Finding Your Voice As a Leader

Many great corporate and political leaders will tell you that they watched and admired a parent, older sibling, or another family member or friend speak their mind and take charge of difficult situations. In other words, they saw first-hand the impact of leadership communication to calm a storm or controversy. Speaking out about issues and influencing others to act involves both the will and the skill. You can increase your capacity in both areas—will and skill—by observation, reflection, and practice.

How to Find Your Voice As a Leader: 5 Tips to Speak Up!

Begin With Empathy and Encouragement

Do you know a person or group experiencing challenging times? It’s a rare team or individual who’ll reject empathy and encouraging words. Let them know you understand their injustice, puzzlement, or loss—or ask them to tell you more about the situation and listen so you can ask even more specifics and listen longer.

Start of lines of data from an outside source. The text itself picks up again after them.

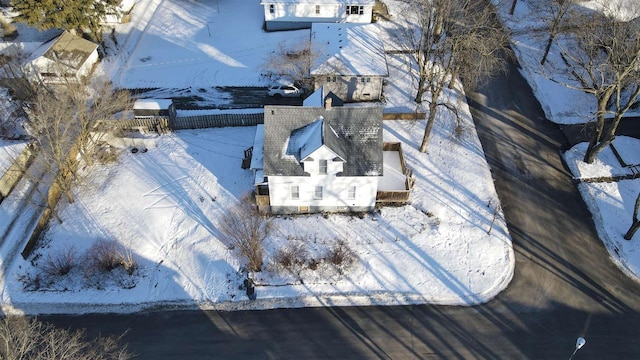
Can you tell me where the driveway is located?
[40,52,640,360]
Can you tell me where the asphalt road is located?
[41,58,640,360]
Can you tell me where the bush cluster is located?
[18,239,138,291]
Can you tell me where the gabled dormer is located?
[286,116,345,176]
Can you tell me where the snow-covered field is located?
[500,1,640,281]
[3,119,514,312]
[2,0,514,313]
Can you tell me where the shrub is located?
[0,316,133,360]
[325,240,356,274]
[41,247,77,276]
[95,145,118,165]
[0,18,18,39]
[118,248,138,275]
[218,196,271,272]
[87,240,120,271]
[274,246,307,271]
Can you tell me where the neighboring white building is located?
[260,0,375,31]
[251,89,411,214]
[22,31,99,84]
[310,24,389,102]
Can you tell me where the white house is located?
[260,0,375,31]
[310,24,389,102]
[251,90,411,214]
[22,31,98,84]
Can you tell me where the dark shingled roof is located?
[264,106,382,176]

They’ll walk away from the interaction thinking you’re the most brilliant conversationalist they’ve ever met.

Identify Your Purpose and Passion

A jack-of-all-trades soon becomes a handyman, not a specialist. Likewise, a leader who speaks out on every issue soon becomes a loudmouth. To become a person of influence, decide whom you want to influence and why. Consider that the priority on the who and why may change, depending on the issue. On occasion, the why (your purpose) drives what group you need to influence. At other times, the who dictates the why.

Promote––Don’t Preach––Your Ideas

Keep in mind that confidence to speak up doesn’t equate to expertise or influence. As you communicate opinions and ideas, phrasing matters a great deal.  Tone, word choice, and body language—all these communicate an attitude. As a leader, make sure your communication style doesn’t detract from the message. Many a good idea has been rejected because groups disliked the messenger—his or her arrogance, assumptions, or biases. 

Practice and Play in Safe Zones

If you’re naturally an introvert, you probably won’t make your first forum a political rally, with hecklers scattered throughout the crowd. Try your wings by expressing any controversial opinions to friends you know will disagree. As you build confidence at holding your own with family and friends on confrontational topics, then voice your opinion to a colleague you don’t know well. These first two steps will increase your confidence to speak up in large groups on controversial issues.

Provide Your Rationale

Whether true or not, the story is told about evangelist Charles Spurgeon that he wrote on his sermon notes on one occasion: “Weak point. Yell louder.”

Nothing builds a team’s confidence in a leader like competence. When you speak up, know what you’re talking about! Gather information from valid sources and analyze it for validity before you open your mouth.

But don’t overlook a key step at this point: Pass along your reasoning! Leaders make a big mistake when they simply announce a decision and expect their team to support it. Sure, they may have spent long hours gathering and analyzing data. Their decision may be the perfect one. But people will follow more confidently and quickly if they hear your valid reasoning.

No matter your title, to increase your influence, speak up to move up!